Parecer
Processo n. 0276316-56.2012.8.26.0000
Requerente: Prefeito do Município de Sorocaba
Requerido: Presidente da Câmara Municipal de Sorocaba
Ementa: Constitucional. Tributário. Ação
direta de inconstitucionalidade. Lei n. 9.923, de 10 de janeiro de 2012, do
Município de Sorocaba, de iniciativa parlamentar. Lei tributária benéfica.
Separação de poderes. Reserva de iniciativa legislativa do chefe do Poder
Executivo. Improcedência. Não
há reserva de iniciativa legislativa ao chefe do Poder Executivo em matéria
tributária. Competência concorrente. Ausência de constatação de
inconstitucionalidade. Parecer pela improcedência da ação.
Colendo Órgão Especial:
Trata-se de ação direta de inconstitucionalidade impugnando a Lei n. 9.923, de 10 de janeiro de 2012, do Município de Sorocaba, que concedeu desconto de 10% (dez por cento) sobre o IPTU- Imposto Predial e Territorial Urbano, incidente sobre o imóvel onde as empresas certificadas pela norma ISSO 14001, se encontram instaladas, sob alegação de ofensa aos arts. 5º; 25; 111; 160, § 1º; 163, II e 174, da Constituição Estadual (fls. 02/16).
O pedido de medida liminar foi indeferido (fl. 68). Contra referida decisão, o Prefeito Municipal interpôs agravo regimental (fls. 74/79), cujo provimento foi negado (fls. 93/94).
Citado regularmente, o Senhor Procurador Geral do Estado declinou de realizar a defesa do ato normativo impugnado, afirmando tratar de matéria de interesse exclusivamente local (fls. 86/89).

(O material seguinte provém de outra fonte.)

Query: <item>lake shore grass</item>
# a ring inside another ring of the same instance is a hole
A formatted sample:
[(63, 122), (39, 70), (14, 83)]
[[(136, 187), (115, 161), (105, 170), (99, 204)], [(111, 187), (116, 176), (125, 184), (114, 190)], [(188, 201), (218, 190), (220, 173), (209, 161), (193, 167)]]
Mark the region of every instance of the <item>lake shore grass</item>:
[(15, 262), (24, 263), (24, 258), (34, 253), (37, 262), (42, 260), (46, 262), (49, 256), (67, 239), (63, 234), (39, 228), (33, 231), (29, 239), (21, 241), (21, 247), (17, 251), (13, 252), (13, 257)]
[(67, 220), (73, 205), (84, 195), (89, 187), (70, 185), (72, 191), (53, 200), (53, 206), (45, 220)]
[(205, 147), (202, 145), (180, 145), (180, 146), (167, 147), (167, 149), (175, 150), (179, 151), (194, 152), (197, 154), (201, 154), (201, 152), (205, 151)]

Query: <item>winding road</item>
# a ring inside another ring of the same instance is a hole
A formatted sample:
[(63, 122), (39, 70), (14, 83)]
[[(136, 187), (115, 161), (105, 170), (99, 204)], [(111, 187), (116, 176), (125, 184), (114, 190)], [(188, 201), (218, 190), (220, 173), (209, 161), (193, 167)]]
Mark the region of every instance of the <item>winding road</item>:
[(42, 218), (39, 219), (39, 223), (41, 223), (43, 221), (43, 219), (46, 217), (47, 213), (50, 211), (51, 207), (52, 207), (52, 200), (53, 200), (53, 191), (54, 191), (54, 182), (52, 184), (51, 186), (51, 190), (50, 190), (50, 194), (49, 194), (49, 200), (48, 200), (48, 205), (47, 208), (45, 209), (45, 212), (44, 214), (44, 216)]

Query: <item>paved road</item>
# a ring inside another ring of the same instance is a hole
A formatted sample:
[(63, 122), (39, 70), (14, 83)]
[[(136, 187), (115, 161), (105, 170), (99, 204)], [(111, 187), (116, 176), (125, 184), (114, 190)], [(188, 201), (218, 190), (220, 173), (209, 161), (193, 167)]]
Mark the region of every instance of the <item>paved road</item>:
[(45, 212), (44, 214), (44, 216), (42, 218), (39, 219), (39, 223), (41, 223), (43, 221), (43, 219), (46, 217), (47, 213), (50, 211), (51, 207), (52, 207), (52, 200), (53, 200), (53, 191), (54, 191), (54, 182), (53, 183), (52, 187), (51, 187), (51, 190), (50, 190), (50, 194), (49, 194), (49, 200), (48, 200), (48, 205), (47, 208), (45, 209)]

Notificado, o Presidente da Câmara Municipal prestou informações defendendo a constitucionalidade da legislação impugnada (fls. 97/107).
É o relatório.
A ação é improcedente.
Com
efeito, a Lei n. 9.923, de 10 de janeiro de 2012, do Município de Sorocaba, que
“Concede incentivo fiscal às empresas certificadas pela norma ISSO 14001 e dá
outras providências”, apresenta a seguinte redação:
“Art. 1º - Fica concedido um incentivo fiscal às empresas
certificadas pela norma ISSO 14001, consistente num desconto de 10% (dez por
cento) sobre o IPTU – Imposto Predial e Territorial Urbano incidente sobre o
imóvel onde se encontra instalada a empresa.

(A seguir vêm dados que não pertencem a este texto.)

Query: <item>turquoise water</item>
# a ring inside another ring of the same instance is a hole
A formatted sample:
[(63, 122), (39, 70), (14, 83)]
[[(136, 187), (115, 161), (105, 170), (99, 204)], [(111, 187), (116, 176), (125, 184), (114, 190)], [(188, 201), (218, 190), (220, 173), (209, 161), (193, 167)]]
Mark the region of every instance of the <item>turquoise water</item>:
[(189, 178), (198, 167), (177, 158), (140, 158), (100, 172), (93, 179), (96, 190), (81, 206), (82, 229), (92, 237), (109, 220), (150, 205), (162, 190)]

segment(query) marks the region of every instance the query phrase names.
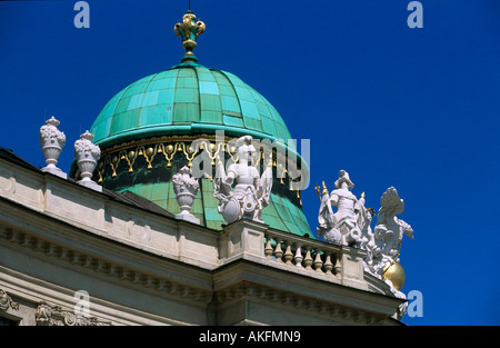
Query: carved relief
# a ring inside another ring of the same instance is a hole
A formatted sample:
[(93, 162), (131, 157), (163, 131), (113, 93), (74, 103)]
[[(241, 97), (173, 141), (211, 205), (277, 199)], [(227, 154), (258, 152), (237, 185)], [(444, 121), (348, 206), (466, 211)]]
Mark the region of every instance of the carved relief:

Art. 2º - Para a concessão do benefício de que trata esta
Lei, o interessado deve protocolizar o pedido junto à Prefeitura, acompanhado
da comprovação da certificação da ISSO 14001, até a data de 30 de setembro do
ano anterior àquele em que será concedido o benefício.
Parágrafo único. O incentivo será concedido anualmente,
mediante comprovação da manutenção da certificação por auditoria.

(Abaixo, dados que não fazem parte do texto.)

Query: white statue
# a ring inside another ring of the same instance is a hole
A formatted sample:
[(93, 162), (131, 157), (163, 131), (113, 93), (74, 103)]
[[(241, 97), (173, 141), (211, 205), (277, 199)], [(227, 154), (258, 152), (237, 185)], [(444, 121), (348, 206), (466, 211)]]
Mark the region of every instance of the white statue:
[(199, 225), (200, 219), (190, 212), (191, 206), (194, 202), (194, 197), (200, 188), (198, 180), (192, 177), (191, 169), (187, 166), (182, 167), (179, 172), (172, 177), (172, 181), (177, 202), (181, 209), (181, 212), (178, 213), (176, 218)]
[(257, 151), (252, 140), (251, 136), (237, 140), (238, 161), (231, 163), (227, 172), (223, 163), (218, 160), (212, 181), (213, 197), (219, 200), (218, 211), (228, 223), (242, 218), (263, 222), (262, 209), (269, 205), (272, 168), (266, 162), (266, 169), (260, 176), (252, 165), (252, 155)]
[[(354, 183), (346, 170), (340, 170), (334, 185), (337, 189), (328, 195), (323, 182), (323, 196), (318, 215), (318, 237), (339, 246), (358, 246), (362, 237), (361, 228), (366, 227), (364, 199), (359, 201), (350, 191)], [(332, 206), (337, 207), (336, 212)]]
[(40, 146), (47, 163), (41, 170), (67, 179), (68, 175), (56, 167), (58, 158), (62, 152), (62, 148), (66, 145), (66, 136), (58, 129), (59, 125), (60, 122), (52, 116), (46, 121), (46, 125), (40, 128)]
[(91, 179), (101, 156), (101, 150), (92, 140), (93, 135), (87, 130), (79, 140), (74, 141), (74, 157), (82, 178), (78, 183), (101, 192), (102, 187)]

Art. 3º - As despesas com a execução da presente Lei correrão
por conta das verbas próprias consignadas no orçamento.
Art. 4º - Esta Lei entra em vigor em 1º de janeiro do ano em
que a estimativa da renúncia por ela acarretada tiver sido considerada na lei
orçamentária anual”
Em que pesem as argumentações que ensejaram a propositura da presente ação, a legislação em questão não se afigura inconstitucional.
A legislação impugnada tem a natureza de norma tributária benéfica.
De forma majoritária, o Tribunal de Justiça do Estado de São Paulo tem declarado a inconstitucionalidade de leis de iniciativa parlamentar que instituem benefícios fiscais.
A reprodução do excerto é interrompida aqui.